By elaborating on the researchers’ experiences in designing and implementing the SFTQS, this dissertation provides a powerful example of how these new types of data sets can be harnessed and supports the development of future studies. The application of the methodology and framework to the transit context were motivated by a desire to learn more about the drivers of satisfaction among transit riders and the causes of transit use cessation. The model estimation results underscore the importance of investments into run time stability measures such as transit signal priority systems and dedicated rights of way. Furthermore, thanks to the modeling framework, the cost of holding vehicles with passengers on board and the cost of vehicles not stopping at stops due to overcrowding can be quantified; this can directly impact operating and control policies. On the other hand, the model results provide evidence that investments into stop amenities may be becoming less important as passengers spend less time at stops (except in the case of transfers), but that conversely, the benefits of transit-oriented development may be increasing as passengers can choose to spend their wait times elsewhere thanks to real-time information. The data and modeling framework allow transit agencies to create service quality metrics that can appropriately capture individual users' experiences in real-time, and improve researchers' ability to compare the level of service on public transportation with the level of service of private modes of transportation. Together, this set of methods and results is an important step toward aligning the service provided by transit agencies more closely with the needs of customers.

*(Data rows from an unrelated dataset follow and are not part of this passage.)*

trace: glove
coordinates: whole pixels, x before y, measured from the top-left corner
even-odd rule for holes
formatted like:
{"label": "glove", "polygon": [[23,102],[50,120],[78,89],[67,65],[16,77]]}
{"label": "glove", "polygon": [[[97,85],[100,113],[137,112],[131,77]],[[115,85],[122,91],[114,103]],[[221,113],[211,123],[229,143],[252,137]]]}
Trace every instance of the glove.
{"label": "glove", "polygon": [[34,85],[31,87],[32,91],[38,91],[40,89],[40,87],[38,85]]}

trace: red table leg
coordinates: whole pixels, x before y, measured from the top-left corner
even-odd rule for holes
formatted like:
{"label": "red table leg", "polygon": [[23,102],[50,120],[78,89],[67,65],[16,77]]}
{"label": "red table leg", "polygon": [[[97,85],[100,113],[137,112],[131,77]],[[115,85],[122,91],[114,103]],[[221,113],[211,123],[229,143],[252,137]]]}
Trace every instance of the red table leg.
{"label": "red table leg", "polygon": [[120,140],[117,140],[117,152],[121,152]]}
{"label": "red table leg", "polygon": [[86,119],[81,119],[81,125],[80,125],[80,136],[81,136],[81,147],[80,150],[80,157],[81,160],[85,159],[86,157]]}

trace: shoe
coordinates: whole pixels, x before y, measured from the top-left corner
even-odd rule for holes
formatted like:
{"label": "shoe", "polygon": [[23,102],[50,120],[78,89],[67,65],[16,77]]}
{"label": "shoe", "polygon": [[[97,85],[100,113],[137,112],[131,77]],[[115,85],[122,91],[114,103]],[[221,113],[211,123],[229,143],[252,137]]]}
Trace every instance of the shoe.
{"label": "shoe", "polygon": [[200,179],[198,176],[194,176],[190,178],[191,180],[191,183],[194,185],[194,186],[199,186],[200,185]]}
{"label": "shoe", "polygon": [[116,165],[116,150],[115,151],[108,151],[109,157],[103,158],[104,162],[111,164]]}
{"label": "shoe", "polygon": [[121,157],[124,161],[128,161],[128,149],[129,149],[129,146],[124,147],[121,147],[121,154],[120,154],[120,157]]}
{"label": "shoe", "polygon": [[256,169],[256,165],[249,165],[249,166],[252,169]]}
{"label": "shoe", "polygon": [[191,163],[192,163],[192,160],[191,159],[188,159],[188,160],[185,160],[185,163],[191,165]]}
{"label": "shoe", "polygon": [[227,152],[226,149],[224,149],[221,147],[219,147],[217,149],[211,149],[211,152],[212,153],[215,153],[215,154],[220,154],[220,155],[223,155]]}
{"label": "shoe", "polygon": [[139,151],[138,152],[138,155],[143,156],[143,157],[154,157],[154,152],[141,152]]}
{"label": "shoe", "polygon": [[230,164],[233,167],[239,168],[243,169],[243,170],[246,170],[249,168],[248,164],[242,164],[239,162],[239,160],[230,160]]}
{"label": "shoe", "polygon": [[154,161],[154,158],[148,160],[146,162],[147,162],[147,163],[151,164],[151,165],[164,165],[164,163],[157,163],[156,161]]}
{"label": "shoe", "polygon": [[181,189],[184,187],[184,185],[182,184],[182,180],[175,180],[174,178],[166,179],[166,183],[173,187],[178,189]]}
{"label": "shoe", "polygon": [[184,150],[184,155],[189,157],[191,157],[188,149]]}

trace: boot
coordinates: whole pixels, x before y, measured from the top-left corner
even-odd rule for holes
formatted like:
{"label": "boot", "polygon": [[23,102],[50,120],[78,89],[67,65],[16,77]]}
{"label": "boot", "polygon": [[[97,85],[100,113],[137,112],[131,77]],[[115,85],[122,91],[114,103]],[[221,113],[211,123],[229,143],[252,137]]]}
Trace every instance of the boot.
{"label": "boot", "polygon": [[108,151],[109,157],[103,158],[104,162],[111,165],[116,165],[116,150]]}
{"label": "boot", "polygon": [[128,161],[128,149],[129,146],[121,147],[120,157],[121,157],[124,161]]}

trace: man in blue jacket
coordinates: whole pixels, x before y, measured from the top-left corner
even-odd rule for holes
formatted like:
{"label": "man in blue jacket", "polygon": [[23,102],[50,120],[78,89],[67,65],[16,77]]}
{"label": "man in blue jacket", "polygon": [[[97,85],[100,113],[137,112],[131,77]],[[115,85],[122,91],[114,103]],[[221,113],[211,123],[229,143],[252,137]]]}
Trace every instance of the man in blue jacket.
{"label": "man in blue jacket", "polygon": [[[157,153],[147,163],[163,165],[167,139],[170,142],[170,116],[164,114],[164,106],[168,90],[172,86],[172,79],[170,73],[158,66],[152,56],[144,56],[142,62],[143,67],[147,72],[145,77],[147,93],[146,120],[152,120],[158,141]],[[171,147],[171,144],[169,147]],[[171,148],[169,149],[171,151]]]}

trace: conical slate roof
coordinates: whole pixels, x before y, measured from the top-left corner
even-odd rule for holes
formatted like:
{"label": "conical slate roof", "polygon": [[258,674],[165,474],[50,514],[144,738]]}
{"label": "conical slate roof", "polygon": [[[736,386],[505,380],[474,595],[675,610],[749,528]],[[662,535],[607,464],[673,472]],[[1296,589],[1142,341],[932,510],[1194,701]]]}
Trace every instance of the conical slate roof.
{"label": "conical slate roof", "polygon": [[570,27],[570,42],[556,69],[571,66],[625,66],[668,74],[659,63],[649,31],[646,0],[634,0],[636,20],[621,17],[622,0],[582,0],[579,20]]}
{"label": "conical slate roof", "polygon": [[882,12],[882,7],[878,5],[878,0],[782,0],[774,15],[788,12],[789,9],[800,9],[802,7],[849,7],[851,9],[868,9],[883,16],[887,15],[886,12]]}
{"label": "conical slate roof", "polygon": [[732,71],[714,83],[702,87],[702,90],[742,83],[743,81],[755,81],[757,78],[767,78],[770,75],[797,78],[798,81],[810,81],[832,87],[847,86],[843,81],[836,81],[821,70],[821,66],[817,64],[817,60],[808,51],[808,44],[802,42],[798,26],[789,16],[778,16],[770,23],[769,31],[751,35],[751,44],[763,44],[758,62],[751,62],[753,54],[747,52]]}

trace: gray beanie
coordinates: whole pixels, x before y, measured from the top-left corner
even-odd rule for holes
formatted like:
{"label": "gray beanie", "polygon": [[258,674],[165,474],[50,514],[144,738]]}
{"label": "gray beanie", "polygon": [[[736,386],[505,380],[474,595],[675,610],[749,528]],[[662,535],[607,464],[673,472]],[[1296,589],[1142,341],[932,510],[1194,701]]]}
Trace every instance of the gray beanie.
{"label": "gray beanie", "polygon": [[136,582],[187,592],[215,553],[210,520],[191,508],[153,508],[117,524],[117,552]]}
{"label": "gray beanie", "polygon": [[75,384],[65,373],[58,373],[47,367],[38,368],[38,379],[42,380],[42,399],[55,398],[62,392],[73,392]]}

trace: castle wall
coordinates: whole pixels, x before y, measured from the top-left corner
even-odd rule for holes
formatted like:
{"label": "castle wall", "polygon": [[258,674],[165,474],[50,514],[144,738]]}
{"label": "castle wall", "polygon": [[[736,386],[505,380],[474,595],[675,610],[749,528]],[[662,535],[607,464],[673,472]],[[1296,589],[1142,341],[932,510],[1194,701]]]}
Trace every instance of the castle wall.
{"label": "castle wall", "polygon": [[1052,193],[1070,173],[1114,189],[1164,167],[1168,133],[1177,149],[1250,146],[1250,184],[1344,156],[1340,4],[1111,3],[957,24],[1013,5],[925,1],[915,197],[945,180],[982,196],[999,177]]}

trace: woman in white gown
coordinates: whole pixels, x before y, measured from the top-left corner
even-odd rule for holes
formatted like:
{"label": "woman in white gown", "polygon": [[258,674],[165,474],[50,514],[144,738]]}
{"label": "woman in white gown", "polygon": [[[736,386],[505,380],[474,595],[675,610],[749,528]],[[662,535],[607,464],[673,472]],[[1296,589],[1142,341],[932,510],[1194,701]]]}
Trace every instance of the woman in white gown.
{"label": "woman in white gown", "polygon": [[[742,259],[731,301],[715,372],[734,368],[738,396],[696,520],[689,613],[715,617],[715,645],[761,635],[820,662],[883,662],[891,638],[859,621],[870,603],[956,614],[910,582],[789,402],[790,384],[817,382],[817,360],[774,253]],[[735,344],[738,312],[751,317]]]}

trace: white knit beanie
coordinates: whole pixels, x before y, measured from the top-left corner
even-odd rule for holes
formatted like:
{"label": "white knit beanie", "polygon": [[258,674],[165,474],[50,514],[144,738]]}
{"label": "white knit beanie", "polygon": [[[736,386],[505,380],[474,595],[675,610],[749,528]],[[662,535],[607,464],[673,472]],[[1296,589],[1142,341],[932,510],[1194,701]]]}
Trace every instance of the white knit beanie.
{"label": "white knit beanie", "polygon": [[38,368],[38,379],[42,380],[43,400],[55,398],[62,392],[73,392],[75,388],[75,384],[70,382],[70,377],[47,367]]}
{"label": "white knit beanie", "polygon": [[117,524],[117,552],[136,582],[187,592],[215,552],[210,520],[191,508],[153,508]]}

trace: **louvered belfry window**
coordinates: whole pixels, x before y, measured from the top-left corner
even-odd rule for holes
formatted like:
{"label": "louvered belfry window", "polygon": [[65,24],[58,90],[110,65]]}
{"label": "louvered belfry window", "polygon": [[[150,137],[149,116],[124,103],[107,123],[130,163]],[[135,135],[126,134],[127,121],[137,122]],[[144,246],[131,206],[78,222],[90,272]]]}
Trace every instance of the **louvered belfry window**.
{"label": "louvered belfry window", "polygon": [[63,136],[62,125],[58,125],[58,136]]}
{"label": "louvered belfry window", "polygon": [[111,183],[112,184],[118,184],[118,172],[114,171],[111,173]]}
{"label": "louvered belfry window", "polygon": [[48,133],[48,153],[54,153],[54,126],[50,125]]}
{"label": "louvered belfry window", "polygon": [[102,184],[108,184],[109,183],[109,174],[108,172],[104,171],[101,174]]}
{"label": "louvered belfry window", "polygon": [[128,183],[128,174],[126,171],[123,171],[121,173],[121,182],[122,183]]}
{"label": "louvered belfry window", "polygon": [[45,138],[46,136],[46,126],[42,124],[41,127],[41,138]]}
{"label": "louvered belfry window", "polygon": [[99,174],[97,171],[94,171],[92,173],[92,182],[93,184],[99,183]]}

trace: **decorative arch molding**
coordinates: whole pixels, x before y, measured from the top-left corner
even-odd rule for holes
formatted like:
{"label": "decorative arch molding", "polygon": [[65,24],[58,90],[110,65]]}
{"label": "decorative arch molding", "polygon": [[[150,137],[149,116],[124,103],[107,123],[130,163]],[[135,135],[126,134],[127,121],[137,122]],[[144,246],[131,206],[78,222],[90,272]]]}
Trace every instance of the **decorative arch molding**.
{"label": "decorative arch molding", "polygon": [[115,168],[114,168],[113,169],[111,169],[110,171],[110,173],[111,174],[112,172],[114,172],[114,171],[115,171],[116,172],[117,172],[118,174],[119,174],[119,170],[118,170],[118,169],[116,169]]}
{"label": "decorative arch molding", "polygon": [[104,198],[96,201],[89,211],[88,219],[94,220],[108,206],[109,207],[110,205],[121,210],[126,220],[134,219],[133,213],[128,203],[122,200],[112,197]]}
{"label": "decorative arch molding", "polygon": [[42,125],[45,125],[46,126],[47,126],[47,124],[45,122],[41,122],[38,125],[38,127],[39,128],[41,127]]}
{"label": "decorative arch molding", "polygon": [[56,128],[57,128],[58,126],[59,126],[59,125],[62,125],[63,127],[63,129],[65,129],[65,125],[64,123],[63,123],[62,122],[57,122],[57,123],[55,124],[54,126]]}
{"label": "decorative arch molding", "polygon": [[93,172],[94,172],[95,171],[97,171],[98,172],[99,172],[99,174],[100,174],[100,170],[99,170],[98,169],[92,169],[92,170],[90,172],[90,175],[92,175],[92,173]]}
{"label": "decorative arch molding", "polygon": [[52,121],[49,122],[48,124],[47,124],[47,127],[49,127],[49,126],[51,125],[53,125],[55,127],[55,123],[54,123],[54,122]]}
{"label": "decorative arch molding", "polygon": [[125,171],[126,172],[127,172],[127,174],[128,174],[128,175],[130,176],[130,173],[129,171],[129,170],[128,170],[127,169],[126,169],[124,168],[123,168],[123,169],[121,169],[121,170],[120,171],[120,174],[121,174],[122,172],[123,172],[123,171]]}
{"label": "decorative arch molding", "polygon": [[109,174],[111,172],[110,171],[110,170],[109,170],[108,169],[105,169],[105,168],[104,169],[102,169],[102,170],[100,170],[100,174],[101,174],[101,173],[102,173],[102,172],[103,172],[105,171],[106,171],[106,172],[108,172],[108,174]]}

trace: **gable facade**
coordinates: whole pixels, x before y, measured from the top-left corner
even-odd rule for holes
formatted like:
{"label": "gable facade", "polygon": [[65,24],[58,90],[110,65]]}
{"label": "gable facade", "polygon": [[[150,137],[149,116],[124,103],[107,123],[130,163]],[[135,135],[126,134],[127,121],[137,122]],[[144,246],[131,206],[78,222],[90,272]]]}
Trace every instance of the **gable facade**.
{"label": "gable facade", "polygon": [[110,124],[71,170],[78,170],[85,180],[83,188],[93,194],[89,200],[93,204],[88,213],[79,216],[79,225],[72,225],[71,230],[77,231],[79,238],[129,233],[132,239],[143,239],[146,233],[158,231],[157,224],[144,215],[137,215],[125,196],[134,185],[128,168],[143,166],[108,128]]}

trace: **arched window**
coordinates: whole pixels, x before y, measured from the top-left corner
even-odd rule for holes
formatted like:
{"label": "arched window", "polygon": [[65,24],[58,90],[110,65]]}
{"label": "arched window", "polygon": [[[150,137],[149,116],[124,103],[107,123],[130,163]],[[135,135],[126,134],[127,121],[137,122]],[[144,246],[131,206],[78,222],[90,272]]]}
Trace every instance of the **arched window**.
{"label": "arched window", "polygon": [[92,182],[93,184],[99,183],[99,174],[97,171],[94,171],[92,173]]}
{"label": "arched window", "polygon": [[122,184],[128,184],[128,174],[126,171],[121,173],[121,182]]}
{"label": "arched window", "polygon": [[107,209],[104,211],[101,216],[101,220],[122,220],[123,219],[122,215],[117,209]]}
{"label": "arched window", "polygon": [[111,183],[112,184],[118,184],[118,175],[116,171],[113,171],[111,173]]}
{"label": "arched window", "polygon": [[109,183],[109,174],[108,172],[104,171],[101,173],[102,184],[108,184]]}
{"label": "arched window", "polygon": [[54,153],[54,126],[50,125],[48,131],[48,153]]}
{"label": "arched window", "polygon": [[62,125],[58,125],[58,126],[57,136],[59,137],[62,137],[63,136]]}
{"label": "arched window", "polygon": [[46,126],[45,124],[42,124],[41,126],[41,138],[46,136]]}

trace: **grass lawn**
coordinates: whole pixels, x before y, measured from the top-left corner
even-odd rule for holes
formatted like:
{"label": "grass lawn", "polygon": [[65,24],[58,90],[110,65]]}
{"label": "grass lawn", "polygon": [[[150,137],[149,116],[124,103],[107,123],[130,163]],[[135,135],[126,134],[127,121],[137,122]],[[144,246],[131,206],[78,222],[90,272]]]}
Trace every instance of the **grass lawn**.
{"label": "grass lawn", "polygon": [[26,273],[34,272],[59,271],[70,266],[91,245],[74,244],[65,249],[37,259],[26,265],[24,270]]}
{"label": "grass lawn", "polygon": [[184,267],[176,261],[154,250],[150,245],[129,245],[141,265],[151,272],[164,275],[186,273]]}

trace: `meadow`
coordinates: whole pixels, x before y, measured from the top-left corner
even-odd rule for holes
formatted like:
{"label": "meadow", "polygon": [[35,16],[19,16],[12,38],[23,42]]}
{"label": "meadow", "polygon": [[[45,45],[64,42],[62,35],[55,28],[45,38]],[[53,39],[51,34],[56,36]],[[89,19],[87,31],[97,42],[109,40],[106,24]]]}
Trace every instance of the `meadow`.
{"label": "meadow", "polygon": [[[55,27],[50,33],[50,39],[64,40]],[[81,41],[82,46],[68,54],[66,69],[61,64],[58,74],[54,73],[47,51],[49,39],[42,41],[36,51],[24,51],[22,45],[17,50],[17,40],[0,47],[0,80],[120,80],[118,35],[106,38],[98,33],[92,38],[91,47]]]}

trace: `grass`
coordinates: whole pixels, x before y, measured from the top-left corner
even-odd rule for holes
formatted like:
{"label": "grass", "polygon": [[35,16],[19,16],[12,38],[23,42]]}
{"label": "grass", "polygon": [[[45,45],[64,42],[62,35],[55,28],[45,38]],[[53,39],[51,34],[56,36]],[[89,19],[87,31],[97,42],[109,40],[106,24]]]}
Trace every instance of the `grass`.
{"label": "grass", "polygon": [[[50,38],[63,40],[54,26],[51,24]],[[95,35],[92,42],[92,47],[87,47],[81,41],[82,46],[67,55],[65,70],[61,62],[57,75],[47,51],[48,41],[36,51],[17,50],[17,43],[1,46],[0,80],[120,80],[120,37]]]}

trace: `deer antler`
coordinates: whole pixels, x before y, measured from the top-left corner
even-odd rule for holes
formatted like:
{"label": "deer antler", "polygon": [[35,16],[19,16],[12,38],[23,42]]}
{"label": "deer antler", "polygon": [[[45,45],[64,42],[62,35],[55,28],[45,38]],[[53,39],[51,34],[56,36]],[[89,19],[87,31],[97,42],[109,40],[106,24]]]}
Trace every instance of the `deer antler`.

The framework and methodologies described in this dissertation are useful beyond the specific transit application presented as a case study. Thanks to the flexibility and scalability of the smartphone-based data collection and automated post-processing, they can be used by researchers to quickly gather insights on emerging trends and on travelers' adaptation to new services and new technologies, and to study the dynamics of behavior change over longer time periods. In particular, they can be applied to understand how flexible, shared-ride transportation systems and future automated mobility on demand systems will shape travel demand and how users will interact with those systems. This, in turn, will be a critical input to policy-making and system design.